Читаем Un Puerto Seguro полностью

Cada una se bañó en su propio cuarto de baño, y más tarde Pip apareció en el dormitorio de su madre ya en pijama. De repente le parecía encontrarse en una especie de fiesta, y lanzó una risita cuando se encaramó a la cama de su madre. De algún modo, por control remoto, Matt había transformado la textura de la velada. Con expresión extasiada, Pip se acurrucó junto a su madre en la enorme cama y se quedó dormida en cuestión de pocos minutos. Ophélie se sobresaltó al comprobar cuan reconfortante le resultaba abrazar aquel pequeño cuerpo pegado al suyo y se preguntó cómo era posible que no se le hubiera ocurrido antes esa idea. Por supuesto, no podían hacerlo cada noche, pero desde luego resultaba una perspectiva atractiva para noches como aquella. Al poco, también ella dormía a pierna suelta.

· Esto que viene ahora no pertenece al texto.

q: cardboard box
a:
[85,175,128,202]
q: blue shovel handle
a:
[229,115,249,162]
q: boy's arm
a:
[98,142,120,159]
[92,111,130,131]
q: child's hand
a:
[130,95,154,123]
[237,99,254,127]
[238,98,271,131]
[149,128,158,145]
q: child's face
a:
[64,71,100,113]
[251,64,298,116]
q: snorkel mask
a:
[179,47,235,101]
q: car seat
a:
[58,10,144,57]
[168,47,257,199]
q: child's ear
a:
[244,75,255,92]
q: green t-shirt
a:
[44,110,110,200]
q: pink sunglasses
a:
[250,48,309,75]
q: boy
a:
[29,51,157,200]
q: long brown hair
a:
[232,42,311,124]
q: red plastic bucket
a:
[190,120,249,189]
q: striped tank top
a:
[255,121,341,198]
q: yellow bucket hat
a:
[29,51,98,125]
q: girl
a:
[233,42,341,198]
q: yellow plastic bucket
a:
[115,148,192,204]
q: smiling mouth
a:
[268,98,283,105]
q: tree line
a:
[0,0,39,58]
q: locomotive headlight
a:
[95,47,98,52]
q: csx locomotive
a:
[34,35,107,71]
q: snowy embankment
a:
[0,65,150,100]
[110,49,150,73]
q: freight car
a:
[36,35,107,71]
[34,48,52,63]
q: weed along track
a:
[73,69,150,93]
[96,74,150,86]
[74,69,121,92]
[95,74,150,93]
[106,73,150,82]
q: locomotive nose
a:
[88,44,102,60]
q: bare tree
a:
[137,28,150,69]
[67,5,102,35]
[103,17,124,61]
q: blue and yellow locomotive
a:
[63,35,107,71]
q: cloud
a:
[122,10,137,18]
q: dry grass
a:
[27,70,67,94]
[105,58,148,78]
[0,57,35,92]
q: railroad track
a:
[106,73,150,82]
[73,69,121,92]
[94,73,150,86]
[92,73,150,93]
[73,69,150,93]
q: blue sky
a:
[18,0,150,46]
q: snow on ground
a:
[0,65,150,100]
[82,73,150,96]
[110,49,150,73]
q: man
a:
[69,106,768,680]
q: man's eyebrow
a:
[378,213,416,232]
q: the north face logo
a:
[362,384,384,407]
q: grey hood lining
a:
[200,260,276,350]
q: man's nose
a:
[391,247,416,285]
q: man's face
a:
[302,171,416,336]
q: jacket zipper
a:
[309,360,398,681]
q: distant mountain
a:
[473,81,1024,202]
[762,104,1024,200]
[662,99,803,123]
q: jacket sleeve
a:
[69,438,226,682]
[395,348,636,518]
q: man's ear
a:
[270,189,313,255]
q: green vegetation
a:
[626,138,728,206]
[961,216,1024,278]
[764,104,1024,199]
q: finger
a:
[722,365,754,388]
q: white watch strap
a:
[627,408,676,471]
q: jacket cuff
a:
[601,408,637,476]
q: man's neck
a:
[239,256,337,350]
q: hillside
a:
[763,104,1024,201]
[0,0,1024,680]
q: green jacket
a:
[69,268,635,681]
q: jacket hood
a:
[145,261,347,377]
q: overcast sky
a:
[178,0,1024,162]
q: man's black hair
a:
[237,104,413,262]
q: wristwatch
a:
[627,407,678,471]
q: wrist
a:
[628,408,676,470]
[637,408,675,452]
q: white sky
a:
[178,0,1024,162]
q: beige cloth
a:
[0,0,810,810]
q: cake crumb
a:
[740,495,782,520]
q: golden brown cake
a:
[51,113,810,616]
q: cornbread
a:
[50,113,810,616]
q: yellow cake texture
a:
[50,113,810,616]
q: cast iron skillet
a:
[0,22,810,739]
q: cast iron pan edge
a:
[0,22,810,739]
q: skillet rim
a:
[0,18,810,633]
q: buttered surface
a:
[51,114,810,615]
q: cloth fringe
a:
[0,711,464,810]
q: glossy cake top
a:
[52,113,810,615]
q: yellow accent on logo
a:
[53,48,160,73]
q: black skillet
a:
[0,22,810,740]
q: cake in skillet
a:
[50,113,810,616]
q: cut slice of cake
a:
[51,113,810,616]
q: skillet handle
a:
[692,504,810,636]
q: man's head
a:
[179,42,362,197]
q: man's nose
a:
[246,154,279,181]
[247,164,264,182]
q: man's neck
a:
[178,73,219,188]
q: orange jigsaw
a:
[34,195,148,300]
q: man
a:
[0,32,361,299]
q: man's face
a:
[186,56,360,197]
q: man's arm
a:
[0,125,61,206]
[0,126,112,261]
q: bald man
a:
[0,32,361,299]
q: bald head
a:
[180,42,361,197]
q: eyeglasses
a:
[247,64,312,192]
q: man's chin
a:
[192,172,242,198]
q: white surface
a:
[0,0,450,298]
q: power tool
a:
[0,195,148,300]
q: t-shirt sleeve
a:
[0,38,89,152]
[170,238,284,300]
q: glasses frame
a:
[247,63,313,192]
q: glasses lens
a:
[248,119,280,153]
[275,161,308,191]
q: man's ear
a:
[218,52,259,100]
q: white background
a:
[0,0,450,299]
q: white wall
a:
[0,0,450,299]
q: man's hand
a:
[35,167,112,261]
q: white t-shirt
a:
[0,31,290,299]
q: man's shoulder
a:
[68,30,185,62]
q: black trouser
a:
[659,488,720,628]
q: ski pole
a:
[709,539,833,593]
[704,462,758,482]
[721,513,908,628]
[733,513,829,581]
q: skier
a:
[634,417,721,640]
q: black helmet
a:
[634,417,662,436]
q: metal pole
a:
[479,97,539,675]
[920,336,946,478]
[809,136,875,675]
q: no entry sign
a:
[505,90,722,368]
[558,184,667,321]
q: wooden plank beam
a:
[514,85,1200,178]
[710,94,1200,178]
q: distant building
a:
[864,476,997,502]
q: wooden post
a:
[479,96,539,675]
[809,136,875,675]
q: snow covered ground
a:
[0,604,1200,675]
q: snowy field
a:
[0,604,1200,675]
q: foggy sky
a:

Las dos despertaron con un respingo cuando sonó el despertador. En el primer momento, no sabían dónde se encontraban ni por qué estaban durmiendo juntas, pero no tardaron en recordarlo todo. Sin embargo, no les dio tiempo a deprimirse de nuevo, porque tenían que darse prisa. Pip fue a cepillarse los dientes mientras Ophélie corría abajo para preparar el desayuno. Al ver los restos de comida china en el frigorífico, sonrió, abrió una galleta de la suerte y se la comió.

«Tendrá felicidad y buena suerte todo el año», prometía el papelito encerrado en su interior.

– Gracias, las necesito -musitó Ophélie con una sonrisa.

Vertió leche en los cereales de Pip, sirvió zumo de naranja para las dos, deslizó una rebanada de pan en la tostadora y se preparó un café. Al cabo de cinco minutos, Pip bajó ataviada con el uniforme escolar mientras Ophélie abría la puerta principal para recoger el periódico. Apenas lo había leído durante todo el verano y de hecho no lo echaba de menos. No sucedía nada emocionante, pero pese a ello lo hojeó unos instantes antes de subir a vestirse para poder llevar a Pip a la escuela. Las mañanas siempre eran un poco frenéticas, pero le gustaba, pues la actividad le impedía pensar.

Veinte minutos más tarde estaban en el coche con Mousse y se dirigían hacia la escuela de Pip. La niña miraba por la ventanilla con una sonrisa en los labios.

– ¿Sabes una cosa? -dijo por fin, volviéndose hacia su madre-. Las sugerencias de Matt funcionaron. Me ha gustado mucho dormir contigo.

– A mí también -reconoció Ophélie.

Más de lo que había esperado; resultaba mucho menos solitario que dormir sola en su enorme cama, llorando a su marido muerto.

– ¿Podremos repetirlo alguna vez? -preguntó Pip con expresión esperanzada.

– Me encantaría -repuso Ophélie con una sonrisa al tiempo que llegaban a la escuela.

– Tendré que llamarle para darle las gracias -observó Pip.

Ophélie detuvo el coche, la besó a toda prisa y le deseó buena suerte. Saludando a su madre con la mano, Pip corrió hacia sus amigos, su nuevo día, sus profesores. Ophélie aún sonreía durante el trayecto de vuelta a la casa demasiado grande de Clay Street. Había sido tan feliz el día que se mudaron a ella, y en cambio ahora era tan desgraciada. No obstante, tenía que reconocer que la primera noche había sido mucho mejor de lo que había esperado, y se sentía agradecida por las creativas ideas de Matt.

Subió despacio la escalinata de entrada con Mousse y abrió la puerta principal con un suspiro. Todavía le quedaban algunas cosas que desempaquetar y provisiones que encargar, y aquella tarde quería pasar por el albergue de indigentes. Todo ello bastaría para mantenerla ocupada hasta las tres y media, hora en que tenía que ir a buscar a Pip. Pero al pasar ante la habitación de Chad, no pudo resistir la tentación. Abrió la puerta y se asomó. Las cortinas estaban corridas y la habitación estaba a oscuras, tan vacía y triste que casi le rompió el corazón. Sus posters seguían allí, al igual que todos sus tesoros. Las fotografías de él con sus amigos, los trofeos deportivos de cuando era más pequeño. Sin embargo, la habitación ofrecía un aspecto distinto de la última vez que entrara. Ahora poseía una cualidad seca, como una hoja caída del árbol y a punto de morir, y desprendía un olor polvoriento. Como siempre hacía, se acercó a su cama y apoyó la cabeza sobre la almohada. Aún percibía su olor, aunque ahora con menor intensidad. Y también como siempre, los sollozos se apoderaron de ella. Toda la comida china y toda la música estridente del mundo no podrían cambiar eso, tan solo aplazar la agonía inevitable de saber una vez más que Chad jamás volvería.